Adams is the creator of the enormously popular Dilbert cartoon series that lampooned life in corporate America and made him a very wealthy man, so much so that he is immune to the usual social media censorship, threats and ostracism because as Adams himself boasted, he has "f-u money" now.


Now Adams has another prediction and this one is equally bold at least in terms of the media narrative and that is that in two weeks America may see "the greatest turnout by Republicans, maybe ever" which he made in an exclusive chat with Breitbart.


Via Breitbart, "Scott Adams Predicts 'Greatest Turnout by Republicans, Maybe Ever' in Midterms":
He told Breitbart News it is too difficult to predict which party will win the November midterm elections, because there are too many local variations in state-by-state and district-by-district battles, "too many variables bigger than persuasion."

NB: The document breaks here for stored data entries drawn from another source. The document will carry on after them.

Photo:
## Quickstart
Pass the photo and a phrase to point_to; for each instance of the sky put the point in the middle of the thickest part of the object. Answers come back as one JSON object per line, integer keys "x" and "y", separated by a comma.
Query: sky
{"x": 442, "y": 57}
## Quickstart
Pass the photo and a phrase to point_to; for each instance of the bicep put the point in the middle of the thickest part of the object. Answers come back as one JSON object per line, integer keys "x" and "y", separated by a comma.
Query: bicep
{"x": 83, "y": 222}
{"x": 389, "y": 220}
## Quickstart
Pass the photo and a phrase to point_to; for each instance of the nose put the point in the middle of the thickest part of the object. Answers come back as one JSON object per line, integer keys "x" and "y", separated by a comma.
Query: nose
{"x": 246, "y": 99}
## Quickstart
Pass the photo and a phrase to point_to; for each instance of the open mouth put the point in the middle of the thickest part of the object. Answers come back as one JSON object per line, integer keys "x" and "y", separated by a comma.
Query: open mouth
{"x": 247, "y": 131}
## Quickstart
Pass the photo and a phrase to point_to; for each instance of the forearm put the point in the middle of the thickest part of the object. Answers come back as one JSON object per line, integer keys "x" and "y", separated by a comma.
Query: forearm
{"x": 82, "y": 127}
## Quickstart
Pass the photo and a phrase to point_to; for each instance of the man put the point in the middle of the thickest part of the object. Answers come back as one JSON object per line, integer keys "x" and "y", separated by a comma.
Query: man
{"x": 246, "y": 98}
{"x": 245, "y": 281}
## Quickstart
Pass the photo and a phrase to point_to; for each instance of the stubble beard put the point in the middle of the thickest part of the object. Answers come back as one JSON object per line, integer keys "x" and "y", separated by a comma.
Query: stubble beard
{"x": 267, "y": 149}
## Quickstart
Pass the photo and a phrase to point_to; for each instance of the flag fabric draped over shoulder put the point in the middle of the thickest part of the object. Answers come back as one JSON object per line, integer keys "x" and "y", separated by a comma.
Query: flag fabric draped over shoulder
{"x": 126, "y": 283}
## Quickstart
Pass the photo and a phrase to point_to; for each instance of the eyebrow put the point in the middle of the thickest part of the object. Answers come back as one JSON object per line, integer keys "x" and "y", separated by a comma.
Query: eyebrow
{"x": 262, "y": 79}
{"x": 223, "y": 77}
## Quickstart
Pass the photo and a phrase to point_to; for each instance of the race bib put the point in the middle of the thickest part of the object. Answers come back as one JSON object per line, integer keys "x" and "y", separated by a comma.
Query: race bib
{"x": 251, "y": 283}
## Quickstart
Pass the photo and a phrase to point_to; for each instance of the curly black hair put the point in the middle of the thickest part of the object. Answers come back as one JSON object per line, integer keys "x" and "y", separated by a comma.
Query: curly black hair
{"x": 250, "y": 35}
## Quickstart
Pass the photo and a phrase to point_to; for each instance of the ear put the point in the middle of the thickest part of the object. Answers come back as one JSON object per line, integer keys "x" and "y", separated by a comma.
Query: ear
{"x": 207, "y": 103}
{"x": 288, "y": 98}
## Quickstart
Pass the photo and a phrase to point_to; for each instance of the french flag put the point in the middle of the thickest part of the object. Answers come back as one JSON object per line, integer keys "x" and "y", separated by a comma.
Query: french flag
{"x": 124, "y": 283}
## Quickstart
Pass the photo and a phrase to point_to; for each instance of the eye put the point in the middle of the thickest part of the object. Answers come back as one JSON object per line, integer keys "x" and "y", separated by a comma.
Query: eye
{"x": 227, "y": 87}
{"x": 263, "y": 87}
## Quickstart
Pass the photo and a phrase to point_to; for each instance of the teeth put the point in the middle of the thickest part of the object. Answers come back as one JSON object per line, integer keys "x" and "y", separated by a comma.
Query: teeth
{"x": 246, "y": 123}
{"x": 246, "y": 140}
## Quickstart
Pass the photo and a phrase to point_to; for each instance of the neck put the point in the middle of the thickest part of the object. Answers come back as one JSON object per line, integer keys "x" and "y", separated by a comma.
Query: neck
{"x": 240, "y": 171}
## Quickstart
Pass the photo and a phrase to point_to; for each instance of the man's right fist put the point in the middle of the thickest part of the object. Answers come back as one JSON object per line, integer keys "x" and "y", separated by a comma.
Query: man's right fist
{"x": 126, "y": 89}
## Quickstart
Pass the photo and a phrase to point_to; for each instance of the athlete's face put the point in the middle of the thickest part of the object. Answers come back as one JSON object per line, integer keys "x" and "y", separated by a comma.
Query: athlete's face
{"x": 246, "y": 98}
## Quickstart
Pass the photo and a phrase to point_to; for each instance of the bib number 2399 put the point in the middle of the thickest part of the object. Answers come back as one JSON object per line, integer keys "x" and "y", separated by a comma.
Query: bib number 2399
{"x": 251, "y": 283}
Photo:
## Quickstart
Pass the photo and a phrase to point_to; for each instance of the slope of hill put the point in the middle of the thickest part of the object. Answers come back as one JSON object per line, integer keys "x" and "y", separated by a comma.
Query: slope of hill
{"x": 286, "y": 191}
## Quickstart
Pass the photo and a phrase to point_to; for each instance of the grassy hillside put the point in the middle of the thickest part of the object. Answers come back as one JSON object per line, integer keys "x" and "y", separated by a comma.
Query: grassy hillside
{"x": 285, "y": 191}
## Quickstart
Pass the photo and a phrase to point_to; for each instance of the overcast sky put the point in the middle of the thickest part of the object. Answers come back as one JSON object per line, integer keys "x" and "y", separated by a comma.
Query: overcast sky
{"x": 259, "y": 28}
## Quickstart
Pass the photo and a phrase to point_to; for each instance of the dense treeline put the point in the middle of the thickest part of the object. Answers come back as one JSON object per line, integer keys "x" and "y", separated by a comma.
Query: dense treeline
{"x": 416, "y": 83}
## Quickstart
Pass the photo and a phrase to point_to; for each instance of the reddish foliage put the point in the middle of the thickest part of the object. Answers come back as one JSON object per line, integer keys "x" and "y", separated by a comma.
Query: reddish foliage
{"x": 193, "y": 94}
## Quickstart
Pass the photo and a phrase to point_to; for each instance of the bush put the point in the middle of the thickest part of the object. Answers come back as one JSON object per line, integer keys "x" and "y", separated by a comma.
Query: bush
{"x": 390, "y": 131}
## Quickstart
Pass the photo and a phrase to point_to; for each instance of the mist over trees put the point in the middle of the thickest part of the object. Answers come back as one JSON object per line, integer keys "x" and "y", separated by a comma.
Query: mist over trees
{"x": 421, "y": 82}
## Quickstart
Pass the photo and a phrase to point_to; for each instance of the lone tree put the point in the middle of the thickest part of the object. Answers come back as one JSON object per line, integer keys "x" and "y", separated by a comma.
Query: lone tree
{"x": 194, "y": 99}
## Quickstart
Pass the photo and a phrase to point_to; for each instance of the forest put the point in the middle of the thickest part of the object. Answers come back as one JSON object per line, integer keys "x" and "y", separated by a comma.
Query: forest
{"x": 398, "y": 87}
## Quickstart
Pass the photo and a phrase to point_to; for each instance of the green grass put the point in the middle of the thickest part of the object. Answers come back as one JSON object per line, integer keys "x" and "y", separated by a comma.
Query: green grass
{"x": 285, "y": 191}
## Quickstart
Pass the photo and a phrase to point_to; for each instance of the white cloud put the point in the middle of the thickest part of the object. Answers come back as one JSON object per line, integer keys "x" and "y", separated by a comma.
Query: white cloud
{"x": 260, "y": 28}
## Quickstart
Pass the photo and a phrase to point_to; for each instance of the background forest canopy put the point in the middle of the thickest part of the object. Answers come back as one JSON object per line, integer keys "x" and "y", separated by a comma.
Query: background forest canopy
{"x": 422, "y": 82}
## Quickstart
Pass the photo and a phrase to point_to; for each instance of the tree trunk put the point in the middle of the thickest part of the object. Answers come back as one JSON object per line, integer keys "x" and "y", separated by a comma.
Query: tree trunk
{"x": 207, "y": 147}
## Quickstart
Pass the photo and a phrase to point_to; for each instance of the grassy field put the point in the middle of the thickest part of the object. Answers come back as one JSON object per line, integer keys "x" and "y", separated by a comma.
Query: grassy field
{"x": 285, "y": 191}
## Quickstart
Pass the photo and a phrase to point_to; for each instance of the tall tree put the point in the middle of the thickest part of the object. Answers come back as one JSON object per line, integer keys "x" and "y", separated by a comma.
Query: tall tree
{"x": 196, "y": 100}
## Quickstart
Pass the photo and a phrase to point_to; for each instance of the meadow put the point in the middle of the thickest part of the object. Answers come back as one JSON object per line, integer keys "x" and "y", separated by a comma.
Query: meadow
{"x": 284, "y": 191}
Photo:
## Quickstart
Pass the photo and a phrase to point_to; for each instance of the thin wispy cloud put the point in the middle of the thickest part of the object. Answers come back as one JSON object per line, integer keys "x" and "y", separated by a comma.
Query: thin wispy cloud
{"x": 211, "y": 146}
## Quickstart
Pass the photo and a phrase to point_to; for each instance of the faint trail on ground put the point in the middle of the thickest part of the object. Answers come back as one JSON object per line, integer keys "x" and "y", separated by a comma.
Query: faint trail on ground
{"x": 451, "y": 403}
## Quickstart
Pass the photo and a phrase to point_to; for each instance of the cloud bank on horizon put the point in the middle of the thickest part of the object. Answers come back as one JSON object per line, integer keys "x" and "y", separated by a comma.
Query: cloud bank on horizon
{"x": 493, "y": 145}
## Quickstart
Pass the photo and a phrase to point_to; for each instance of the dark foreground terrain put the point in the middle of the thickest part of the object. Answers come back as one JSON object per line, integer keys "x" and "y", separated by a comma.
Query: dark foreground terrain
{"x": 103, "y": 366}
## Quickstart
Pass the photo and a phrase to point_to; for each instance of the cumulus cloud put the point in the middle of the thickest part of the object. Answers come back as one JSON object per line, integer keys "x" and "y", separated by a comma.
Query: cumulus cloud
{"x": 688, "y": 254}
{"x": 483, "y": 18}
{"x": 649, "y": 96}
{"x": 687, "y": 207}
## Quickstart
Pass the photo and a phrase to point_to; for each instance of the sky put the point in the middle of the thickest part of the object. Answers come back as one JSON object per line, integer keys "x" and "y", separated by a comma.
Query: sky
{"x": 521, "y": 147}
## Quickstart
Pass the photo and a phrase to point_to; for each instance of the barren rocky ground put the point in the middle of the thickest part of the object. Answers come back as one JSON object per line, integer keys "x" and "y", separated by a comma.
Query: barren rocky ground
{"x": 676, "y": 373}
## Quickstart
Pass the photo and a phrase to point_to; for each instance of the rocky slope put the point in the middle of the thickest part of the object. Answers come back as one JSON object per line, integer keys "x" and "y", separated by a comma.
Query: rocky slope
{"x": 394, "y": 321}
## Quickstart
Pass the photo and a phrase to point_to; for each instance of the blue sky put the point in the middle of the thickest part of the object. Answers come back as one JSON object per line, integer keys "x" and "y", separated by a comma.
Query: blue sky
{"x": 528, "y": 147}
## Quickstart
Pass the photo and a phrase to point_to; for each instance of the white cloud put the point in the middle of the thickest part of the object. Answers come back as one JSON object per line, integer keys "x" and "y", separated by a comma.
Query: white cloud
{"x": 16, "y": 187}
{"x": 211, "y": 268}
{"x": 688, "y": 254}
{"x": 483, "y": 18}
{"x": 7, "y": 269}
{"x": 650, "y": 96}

But he predicts that we will see "the greatest turnout by Republicans, maybe ever."

His explanation:

My hypothesis is that humans are primed by whatever they've already seen. So if they've seen a pattern, they've already fallen into it. And one of the patterns Republicans enjoyed in 2016 was having the other side be surprised. And they really enjoyed it - I'm talking about the kind of joy you can talk about over the course of your lifetime. And the Republican personality - I realize this is a gross generalization - is that it's not always about the talk, it's about the showing up. Republicans are going to show up. And they're driven by all the things people are talking about, but you cannot underestimate the fun, either. I'll tell you this: if the Republicans pull out the House [win] - I'm still thinking it's unlikely, only because other people say so and I don't know any different - it's because there's a shitload of Republicans who are saying to themselves, "They're gonna be surprised." It's predictable from the fact that they have felt that pattern and that payoff before. They see the same thing happening again, and are reminded of it.

Asked whether Democrats or Republicans have the more persuasive message heading into the final two weeks of the midterm elections, Adams notes that Democrats' claim that Republicans want to take away people's health care was undone with a single tweet earlier Thursday, in which the president promised to sort out any Republicans who dared propose denying coverage for pre-existing conditions - a move Adams called "magically good."
Republicans, he suggests, have a stronger message, in pointing to the "mobs" that the left have mobilized in protest around the country over the confirmation of Supreme Court Justice Brett Kavanaugh and other issues. Fear is the most powerful persuasive force, he argues. That - and the sheer fun of winning bigly - could drive GOP voters to the polls.
Even though Adams hedged on whether the Republicans would be able to maintain control and block the boatload of investigations that Democrats are promising, his pointing out that the party may have shot itself in the foot by badly overplaying their hand on Kavanaugh and energizing conservatives should make for an anxious two weeks.